Action steps to define the right roles:
- Creating lists is a good way to start. To make things easy, create 2 lists, where the first one has details of the existing workforce and staff. The second list should highlight the tasks and roles required for the operations.
- Another helpful tool is a rough organizational chart. This will be useful in analyzing how the organization's different departments or divisions interconnect.
- Think of the role description as your guide or map for the management and the employee. This will help your employees attempt to attain the organization's goals.
- Set expectations for the roles right from the hiring stage. Employees can perform to their best only when they know what is expected of them.
7. Internal Mobility Opportunities
Without mobility, there are no real opportunities for growth.

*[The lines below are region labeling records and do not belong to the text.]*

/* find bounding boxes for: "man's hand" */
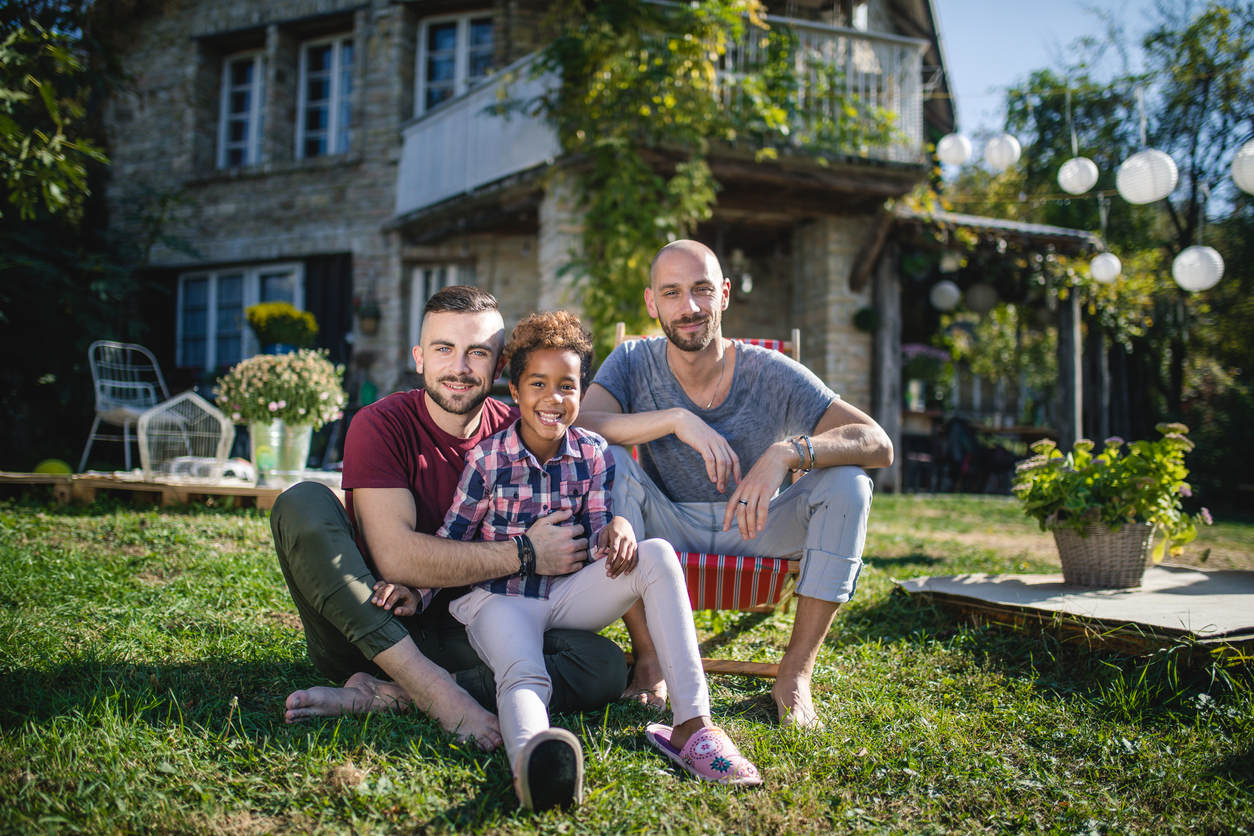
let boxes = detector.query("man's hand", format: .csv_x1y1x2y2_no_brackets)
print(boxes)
722,441,796,540
370,580,419,615
592,516,637,578
675,410,740,494
527,510,588,577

So, what is mobility in an organization?
According to AIHR, mobility, or internal mobility to be specific, is the movement of employees to new career and growth opportunities within the same organization.

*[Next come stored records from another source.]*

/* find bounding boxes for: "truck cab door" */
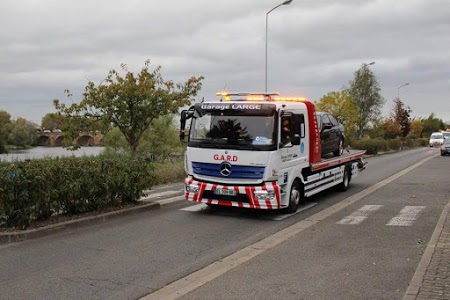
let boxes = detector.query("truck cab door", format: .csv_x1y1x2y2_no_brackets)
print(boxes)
279,112,308,184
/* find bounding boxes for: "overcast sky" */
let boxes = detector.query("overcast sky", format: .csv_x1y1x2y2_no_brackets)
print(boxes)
0,0,450,124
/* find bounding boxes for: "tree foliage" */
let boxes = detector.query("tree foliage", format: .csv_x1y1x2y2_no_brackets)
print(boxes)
409,119,423,138
422,113,446,137
349,64,385,138
391,98,411,137
0,110,11,153
383,118,402,139
316,91,358,136
54,60,203,156
103,115,186,162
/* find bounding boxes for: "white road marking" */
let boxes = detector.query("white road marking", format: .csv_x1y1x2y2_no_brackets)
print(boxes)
336,205,383,225
180,203,208,212
268,202,318,221
386,206,425,226
140,154,439,300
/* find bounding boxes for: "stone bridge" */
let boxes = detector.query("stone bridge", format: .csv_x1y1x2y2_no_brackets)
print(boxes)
36,131,103,147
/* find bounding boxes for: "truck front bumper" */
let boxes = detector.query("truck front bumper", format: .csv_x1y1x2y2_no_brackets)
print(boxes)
184,176,281,209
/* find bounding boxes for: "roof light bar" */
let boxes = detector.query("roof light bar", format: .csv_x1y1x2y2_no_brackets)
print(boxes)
216,92,308,102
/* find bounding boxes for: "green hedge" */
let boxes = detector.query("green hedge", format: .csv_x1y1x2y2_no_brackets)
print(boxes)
0,156,155,229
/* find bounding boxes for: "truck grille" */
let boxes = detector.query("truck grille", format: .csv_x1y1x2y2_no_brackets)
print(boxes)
202,191,250,203
192,162,265,179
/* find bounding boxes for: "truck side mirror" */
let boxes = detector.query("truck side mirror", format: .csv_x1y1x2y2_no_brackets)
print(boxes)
180,110,187,141
291,134,300,145
322,123,333,130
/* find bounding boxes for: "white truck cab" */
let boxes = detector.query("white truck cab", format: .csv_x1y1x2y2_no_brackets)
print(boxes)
180,93,365,213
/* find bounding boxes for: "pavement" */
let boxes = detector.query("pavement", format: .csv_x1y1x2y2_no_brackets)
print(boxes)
0,178,450,300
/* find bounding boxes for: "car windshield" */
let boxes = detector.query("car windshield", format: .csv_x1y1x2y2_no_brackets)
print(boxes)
189,103,277,150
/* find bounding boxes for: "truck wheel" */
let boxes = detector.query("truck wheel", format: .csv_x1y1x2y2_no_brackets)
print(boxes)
286,180,302,214
333,137,344,156
338,167,351,192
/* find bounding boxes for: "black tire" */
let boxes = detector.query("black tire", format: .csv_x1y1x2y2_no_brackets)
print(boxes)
286,180,302,214
338,167,352,192
333,136,344,156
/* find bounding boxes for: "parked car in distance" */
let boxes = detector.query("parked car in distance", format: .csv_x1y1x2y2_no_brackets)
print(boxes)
441,139,450,156
316,111,345,156
429,132,444,147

Internal mobility can be vertical or lateral, including promotions, demotions, new positions, mentorships, cross-team or additional projects, job shadowing, and job swaps.
Employees are more likely to stay within the organization for a longer period of time if they are provided the opportunity to move within.

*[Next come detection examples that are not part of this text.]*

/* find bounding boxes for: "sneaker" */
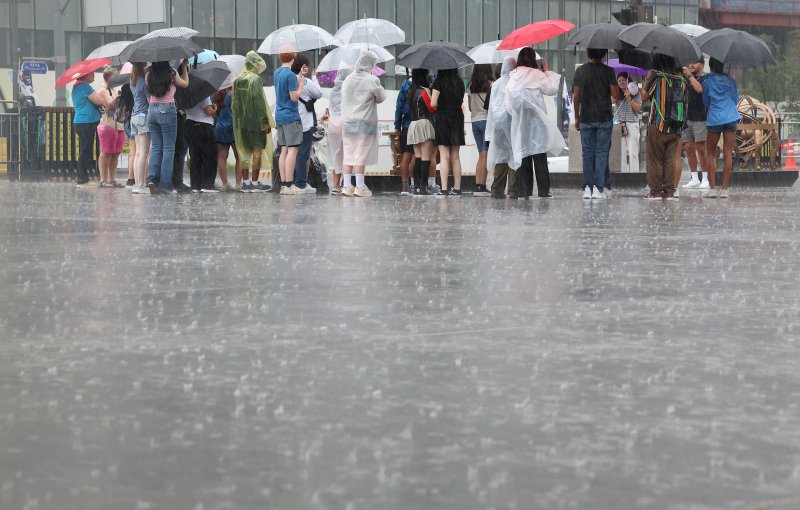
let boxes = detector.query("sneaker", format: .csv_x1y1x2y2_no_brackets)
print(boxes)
353,186,372,198
592,186,608,200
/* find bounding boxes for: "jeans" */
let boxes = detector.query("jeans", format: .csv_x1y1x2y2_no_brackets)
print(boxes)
581,121,612,191
73,122,98,184
294,129,314,188
147,103,178,191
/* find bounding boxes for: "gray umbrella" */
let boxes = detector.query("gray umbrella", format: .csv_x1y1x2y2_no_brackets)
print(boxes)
619,23,703,65
396,42,475,70
564,22,627,50
119,37,203,62
695,28,775,69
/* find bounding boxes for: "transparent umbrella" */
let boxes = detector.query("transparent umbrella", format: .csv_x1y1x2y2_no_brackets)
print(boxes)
334,18,406,46
257,24,342,55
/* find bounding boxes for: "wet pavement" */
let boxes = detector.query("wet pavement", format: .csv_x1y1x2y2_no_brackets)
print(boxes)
0,181,800,510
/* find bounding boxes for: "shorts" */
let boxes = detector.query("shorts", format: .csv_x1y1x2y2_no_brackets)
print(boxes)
683,120,707,142
472,120,489,152
277,120,303,147
400,128,414,154
131,113,150,136
97,124,125,154
708,120,739,133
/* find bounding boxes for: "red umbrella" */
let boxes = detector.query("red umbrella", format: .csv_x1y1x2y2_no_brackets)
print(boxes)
497,19,575,50
56,58,111,88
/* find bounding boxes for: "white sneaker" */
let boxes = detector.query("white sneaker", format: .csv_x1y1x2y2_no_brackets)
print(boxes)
353,186,372,198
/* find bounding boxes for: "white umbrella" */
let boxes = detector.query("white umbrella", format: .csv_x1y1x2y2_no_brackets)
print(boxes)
136,27,200,41
317,43,394,73
669,23,708,37
467,40,542,64
334,18,406,46
257,25,342,55
86,41,133,60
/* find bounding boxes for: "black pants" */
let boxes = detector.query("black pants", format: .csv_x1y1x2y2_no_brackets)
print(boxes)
186,120,217,189
517,153,550,197
73,122,99,184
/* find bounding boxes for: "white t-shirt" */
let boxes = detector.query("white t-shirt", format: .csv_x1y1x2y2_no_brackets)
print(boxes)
186,97,214,124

internal hires significantly outperform external hires during the first two years of a promotion.
Action steps to improve internal mobility:
- Educate the management on the benefits of internal mobility. Without an understanding of the benefits, managers won’t be able to take full advantage of internal mobility.
- Ensure transparency in the communication of internal job postings and development opportunities to all employees.
- Provide cross-functional training to your employees. This allows employees to develop new skills and gain greater insight into various organizational functions.
- Don’t make it a one-time-only project. Consider internal mobility as a long-term investment.
Listen to this podcast to learn about Leveraging Internal Mobility With Technology And Branding
Conclusion
High employee turnover has the capability of bringing an organization to a standstill. By understanding the root causes and implementing effective strategies, you can transform your organization into a retention powerhouse.
Retaining your employees is a long, overdue process, and it's okay! Good things need a period of time and effort to happen.
Don't let limited growth opportunities, toxic environments, or work-life imbalance hinder your success. Take action now to create a workplace that fosters growth, nurtures well-being, and values its employees. Embrace recognition programs, invest in professional development, and cultivate a positive culture that inspires loyalty and commitment.
FAQ
1. Can employee turnover be controlled?
Yes. Employee turnover can be controlled by addressing the major concerns related to company culture, hiring process, internal mobility, work-life balance, role definition, and job satisfaction.
2. Is employee turnover good or bad?
Employee turnover is bad for your company. Losing your valuable employees can drain resources, disrupt productivity, and hinder growth. However, you can find some good attributes like being able to hire new skilled employees. But those goods are a drop in the ocean.
3. What are some effective strategies to reduce high employee turnover?
Some effective strategies to reduce high employee turnover are training and developing employees, conducting surveys to measure job satisfaction, improving the hiring process, encouraging effective communication, etc.
4. Can high employee turnover impact the employer brand and recruitment efforts?
High turnover rates send a negative signal to potential recruits, indicating underlying issues of the company. It also raises concerns about poor employee experience, career growth opportunities, and overall organizational stability.
5. How long does it typically take to see the impact of retention strategies?
The time taken to see the impact of retention strategies usually varies depending on its factors. But, generally, it requires a sustained and consistent effort to yield significant results.